|
|
|
|
|
by tdrhq
672 days ago
|
|
> This is actually not an easy thing to do. If your shutdowns are always clean SIGSTOPs, yes, you can reliably flush writes to disk. But if you get a SIGKILL at the wrong time, or don’t handle an io error correctly, you’re probably going to lose data. Thanks for the comment! This is handled correctly by Raft/Braft. With Raft, before a transaction is considered committed it must be committed by a majority of nodes. So if the transaction log gets corrupted, it will restore and get the latest transaction logs from the other node. > I’m sorry, but I don’t think this was as persuasive as you meant it to be.

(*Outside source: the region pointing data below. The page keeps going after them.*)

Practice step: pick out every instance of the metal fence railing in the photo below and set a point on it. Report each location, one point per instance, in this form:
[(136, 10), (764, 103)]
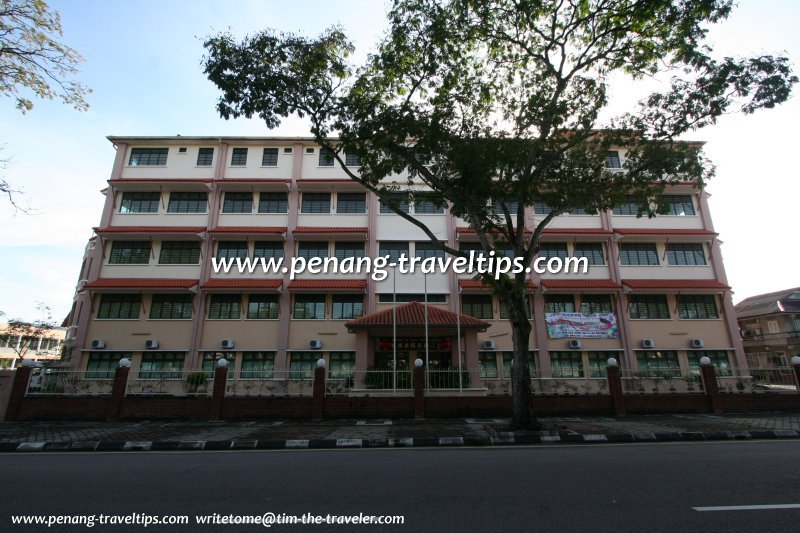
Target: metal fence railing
[(776, 379), (170, 382), (64, 381)]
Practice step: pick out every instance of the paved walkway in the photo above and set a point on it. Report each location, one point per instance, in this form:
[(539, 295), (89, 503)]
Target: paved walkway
[(357, 433)]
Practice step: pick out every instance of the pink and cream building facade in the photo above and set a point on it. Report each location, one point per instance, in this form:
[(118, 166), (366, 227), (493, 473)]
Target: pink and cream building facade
[(655, 295)]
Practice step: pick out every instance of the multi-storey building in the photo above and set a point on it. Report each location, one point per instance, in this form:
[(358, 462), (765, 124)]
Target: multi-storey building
[(655, 295), (770, 326)]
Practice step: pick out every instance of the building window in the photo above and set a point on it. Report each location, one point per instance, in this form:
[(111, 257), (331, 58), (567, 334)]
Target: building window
[(119, 306), (326, 157), (187, 202), (559, 303), (697, 306), (658, 360), (548, 250), (301, 364), (162, 365), (273, 202), (342, 365), (629, 207), (316, 202), (505, 315), (179, 253), (541, 208), (511, 205), (508, 358), (427, 204), (238, 202), (309, 249), (385, 298), (205, 156), (141, 157), (347, 306), (351, 202), (267, 249), (239, 157), (686, 254), (171, 307), (677, 204), (257, 365), (309, 307), (396, 199), (566, 364), (425, 250), (232, 250), (644, 253), (592, 251), (487, 362), (598, 361), (394, 249), (140, 202), (270, 157), (225, 307), (612, 159), (477, 305), (648, 306), (596, 303), (352, 160), (263, 307), (103, 365), (343, 250), (719, 358), (130, 253)]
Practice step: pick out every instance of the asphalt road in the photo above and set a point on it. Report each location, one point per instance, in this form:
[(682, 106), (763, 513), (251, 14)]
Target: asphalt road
[(642, 487)]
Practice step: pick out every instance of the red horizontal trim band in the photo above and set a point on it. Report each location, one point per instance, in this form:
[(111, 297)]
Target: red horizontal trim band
[(320, 229), (139, 283), (580, 284), (150, 229), (355, 284), (274, 230), (479, 285), (243, 284), (676, 284), (413, 314)]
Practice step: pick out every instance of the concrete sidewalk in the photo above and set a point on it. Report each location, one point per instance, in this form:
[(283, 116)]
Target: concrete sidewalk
[(272, 434)]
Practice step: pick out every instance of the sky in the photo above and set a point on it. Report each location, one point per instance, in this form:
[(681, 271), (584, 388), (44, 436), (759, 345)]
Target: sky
[(143, 63)]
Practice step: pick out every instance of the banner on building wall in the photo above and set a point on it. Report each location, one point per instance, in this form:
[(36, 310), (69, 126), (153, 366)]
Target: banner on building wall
[(578, 325)]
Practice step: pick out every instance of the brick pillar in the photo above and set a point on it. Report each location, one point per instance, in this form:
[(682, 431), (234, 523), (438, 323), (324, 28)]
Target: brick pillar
[(318, 403), (615, 390), (118, 392), (797, 377), (711, 387), (22, 376), (218, 392), (419, 392)]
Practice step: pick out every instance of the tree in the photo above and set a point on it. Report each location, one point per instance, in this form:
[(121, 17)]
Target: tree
[(503, 98), (27, 334)]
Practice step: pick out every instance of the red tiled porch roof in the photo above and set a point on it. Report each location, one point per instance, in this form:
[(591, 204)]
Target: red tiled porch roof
[(141, 283), (243, 284), (675, 284), (581, 284), (413, 315), (328, 284)]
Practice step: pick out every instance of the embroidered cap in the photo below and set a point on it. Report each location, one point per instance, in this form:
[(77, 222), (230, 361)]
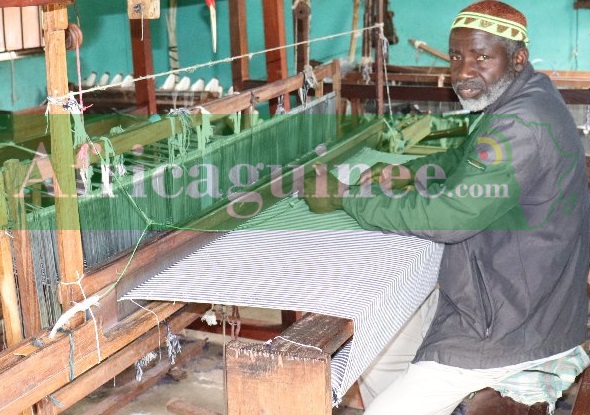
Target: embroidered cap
[(494, 17)]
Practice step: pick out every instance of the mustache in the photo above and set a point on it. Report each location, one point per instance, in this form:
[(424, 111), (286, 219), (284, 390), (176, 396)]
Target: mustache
[(471, 84)]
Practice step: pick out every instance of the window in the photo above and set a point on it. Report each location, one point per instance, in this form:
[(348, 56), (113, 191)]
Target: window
[(20, 29)]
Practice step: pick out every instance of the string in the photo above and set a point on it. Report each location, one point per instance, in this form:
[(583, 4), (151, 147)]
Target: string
[(192, 68), (79, 69)]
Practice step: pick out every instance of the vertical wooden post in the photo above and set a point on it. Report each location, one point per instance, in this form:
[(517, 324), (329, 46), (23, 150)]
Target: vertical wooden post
[(27, 287), (379, 59), (143, 64), (69, 241), (238, 42), (275, 36), (8, 295)]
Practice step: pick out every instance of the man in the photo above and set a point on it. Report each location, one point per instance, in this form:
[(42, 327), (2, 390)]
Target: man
[(511, 208)]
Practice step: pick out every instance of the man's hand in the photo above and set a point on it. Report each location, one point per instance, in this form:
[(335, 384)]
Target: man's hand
[(323, 192)]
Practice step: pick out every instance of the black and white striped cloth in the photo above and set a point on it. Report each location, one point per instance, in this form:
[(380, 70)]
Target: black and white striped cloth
[(288, 258)]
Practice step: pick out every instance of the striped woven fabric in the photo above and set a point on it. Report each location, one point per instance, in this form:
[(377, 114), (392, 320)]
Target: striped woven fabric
[(279, 261)]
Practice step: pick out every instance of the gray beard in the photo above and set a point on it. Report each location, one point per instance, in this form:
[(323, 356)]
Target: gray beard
[(489, 97)]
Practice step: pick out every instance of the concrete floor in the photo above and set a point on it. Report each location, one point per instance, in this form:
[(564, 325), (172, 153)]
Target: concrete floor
[(201, 383)]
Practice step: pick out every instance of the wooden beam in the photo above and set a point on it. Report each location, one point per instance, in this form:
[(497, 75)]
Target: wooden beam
[(238, 42), (33, 372), (8, 293), (69, 240), (582, 404), (429, 49), (155, 252), (27, 288), (289, 379), (143, 64), (118, 362), (181, 407), (301, 20), (275, 37)]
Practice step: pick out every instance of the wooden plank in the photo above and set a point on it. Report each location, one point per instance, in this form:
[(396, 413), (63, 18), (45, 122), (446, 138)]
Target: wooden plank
[(27, 287), (143, 64), (13, 33), (181, 407), (118, 362), (286, 377), (275, 37), (155, 252), (69, 240), (32, 33), (238, 42), (38, 371), (143, 9), (8, 292)]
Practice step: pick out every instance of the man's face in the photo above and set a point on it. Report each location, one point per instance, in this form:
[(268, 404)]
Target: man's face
[(480, 67)]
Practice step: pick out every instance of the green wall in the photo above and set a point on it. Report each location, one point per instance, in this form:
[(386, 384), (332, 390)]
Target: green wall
[(556, 31)]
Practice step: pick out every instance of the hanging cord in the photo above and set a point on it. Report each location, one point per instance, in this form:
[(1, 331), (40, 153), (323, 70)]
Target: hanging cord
[(385, 52), (192, 68), (223, 321), (235, 322)]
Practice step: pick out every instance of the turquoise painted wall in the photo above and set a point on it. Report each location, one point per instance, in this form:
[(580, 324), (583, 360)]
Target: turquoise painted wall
[(556, 29)]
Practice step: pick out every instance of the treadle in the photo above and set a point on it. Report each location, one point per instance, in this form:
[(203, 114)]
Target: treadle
[(489, 402)]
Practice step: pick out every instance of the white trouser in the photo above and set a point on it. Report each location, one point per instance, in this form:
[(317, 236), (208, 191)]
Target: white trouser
[(394, 386)]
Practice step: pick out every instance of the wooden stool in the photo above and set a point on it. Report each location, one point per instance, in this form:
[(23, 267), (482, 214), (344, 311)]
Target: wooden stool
[(489, 402)]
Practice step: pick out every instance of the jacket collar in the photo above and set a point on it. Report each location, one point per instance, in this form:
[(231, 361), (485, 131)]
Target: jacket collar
[(512, 90)]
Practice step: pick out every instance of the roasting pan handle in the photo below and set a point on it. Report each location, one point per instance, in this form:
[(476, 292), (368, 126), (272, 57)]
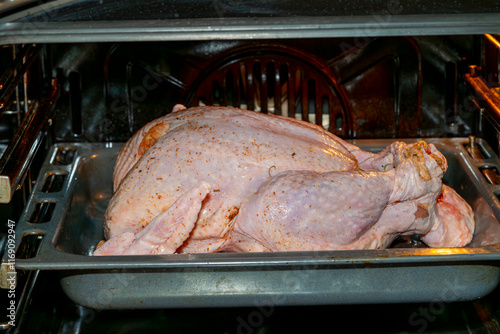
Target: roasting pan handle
[(19, 154)]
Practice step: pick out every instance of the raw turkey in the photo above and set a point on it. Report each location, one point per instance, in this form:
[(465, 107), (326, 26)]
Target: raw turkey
[(212, 179)]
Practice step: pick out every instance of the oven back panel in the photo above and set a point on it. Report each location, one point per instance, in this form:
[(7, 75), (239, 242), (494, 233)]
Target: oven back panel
[(384, 88)]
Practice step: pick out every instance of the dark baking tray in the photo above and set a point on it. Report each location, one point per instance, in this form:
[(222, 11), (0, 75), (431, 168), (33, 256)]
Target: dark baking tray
[(74, 226)]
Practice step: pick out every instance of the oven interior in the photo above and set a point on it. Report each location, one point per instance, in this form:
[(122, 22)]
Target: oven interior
[(102, 92)]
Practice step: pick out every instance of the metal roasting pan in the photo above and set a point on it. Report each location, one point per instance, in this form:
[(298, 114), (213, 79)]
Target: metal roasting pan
[(71, 226)]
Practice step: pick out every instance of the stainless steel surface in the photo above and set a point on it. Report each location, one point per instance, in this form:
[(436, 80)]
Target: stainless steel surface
[(224, 279), (68, 21)]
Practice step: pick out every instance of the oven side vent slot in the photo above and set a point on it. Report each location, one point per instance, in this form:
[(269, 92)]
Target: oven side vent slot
[(29, 245), (54, 183), (42, 212)]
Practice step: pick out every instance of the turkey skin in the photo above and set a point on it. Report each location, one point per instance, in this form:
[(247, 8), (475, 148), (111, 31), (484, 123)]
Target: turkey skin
[(210, 179)]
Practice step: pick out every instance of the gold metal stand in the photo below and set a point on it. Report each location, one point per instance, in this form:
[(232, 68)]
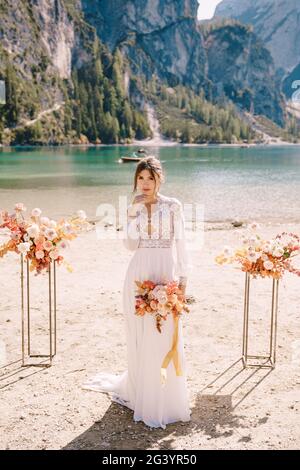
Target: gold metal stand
[(267, 361), (52, 316)]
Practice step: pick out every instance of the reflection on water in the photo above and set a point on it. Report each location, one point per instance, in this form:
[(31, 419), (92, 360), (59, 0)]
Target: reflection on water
[(255, 183)]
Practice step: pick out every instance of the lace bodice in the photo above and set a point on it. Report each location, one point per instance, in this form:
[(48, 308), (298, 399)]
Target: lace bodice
[(167, 228)]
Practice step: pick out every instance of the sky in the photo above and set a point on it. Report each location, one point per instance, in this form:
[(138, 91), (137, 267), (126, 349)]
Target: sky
[(207, 8)]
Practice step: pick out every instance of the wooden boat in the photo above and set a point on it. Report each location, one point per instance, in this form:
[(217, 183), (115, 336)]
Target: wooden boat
[(131, 159), (136, 156)]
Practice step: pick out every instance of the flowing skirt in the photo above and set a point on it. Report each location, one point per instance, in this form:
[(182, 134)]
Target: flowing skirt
[(140, 387)]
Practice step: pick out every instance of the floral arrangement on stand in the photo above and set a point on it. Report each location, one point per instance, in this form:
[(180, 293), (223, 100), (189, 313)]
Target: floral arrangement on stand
[(40, 239), (264, 258), (159, 300)]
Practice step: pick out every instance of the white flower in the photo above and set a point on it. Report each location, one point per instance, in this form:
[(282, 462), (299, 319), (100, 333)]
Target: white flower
[(268, 265), (50, 233), (267, 248), (24, 247), (81, 215), (253, 256), (253, 241), (47, 245), (62, 245), (14, 236), (278, 252), (33, 230), (36, 212), (45, 220), (39, 254), (52, 224), (20, 207), (67, 228)]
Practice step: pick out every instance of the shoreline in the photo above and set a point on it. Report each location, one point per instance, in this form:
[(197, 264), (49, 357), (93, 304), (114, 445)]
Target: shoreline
[(156, 144)]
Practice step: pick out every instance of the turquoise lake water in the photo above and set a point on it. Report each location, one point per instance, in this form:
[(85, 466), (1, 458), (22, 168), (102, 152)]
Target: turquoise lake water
[(256, 183)]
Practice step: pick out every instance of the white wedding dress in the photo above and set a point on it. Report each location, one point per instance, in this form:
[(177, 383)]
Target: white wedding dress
[(160, 256)]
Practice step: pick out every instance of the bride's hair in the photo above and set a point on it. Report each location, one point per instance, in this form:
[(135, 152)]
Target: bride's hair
[(153, 165)]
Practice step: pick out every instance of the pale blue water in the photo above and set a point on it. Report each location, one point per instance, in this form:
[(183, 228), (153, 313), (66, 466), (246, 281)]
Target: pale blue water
[(261, 183)]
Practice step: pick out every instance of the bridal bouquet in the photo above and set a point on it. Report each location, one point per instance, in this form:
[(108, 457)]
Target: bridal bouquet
[(159, 300), (265, 258), (40, 239)]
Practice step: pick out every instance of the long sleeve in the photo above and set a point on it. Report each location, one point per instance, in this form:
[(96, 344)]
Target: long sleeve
[(131, 238), (183, 265)]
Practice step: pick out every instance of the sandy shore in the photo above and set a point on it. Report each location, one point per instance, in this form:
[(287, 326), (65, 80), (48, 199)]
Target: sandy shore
[(231, 408)]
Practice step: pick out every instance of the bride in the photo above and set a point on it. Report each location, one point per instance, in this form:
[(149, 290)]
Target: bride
[(155, 232)]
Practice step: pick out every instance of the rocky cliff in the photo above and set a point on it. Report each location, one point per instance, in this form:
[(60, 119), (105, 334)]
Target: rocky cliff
[(276, 22), (48, 40)]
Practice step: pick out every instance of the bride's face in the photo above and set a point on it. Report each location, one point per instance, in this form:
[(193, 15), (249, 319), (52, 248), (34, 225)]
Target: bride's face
[(146, 183)]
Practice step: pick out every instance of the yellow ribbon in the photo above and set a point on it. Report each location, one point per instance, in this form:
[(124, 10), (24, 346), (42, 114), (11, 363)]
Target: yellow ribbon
[(172, 355)]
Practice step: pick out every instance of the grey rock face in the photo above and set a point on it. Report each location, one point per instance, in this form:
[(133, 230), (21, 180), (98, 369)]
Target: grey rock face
[(277, 22)]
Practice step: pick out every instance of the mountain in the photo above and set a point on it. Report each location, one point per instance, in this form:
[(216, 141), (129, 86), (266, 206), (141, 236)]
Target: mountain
[(78, 69), (276, 22)]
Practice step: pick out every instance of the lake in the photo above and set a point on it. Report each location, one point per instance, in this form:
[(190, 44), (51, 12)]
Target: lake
[(256, 183)]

I wasn't trying to be persuasive about this. :) I was trying to drive home the point that you don't need a massively distributed system to make a useful startup. I think some founders go the opposite direction and try to build something that scales to a billion users before they even get their first user. |
|
I’m now completely lost as to why you believe this was a good idea over using something like MySQL/Postgres/Aurora. As I see it, you’ve added complexity in three different dimensions (novel DB API, novel infra/maintenance, and novel oncall/incident response) with minimal gain in availability and no gain in performance. What am I missing?
(FWIW, I worked on Bigtable/Megastore/Spanner/Firestore in a previous job. I’m pretty familiar with what goes into consensus, although it’s been a few years since I’ve had to debug Paxos.)
> I was trying to drive home the point that you don't need a massively distributed system to make a useful startup. I think some founders go the opposite direction and try to build something that scales to a billion users before they even get their first user.
This reads to me as exactly the opposite: overengineering for a problem that you don’t have.
For exactly the reasons you describe, I would argue the burden of proof is on you to demonstrate why Redis, MySQL, Postgres, SQLite, and other comparable options are insufficient for your use case.
To offer you an example: let’s say your Big Customer decides “hey, let’s split our repo into N micro repos!” and they now want you to create N copies of their instance so they can split things up. As implemented, you’ll now need to implement a ton of custom logic for the necessary data transforms. With Postgres, there’s a really good chance you could do all of that by manipulating the backups with a few lines of SQL.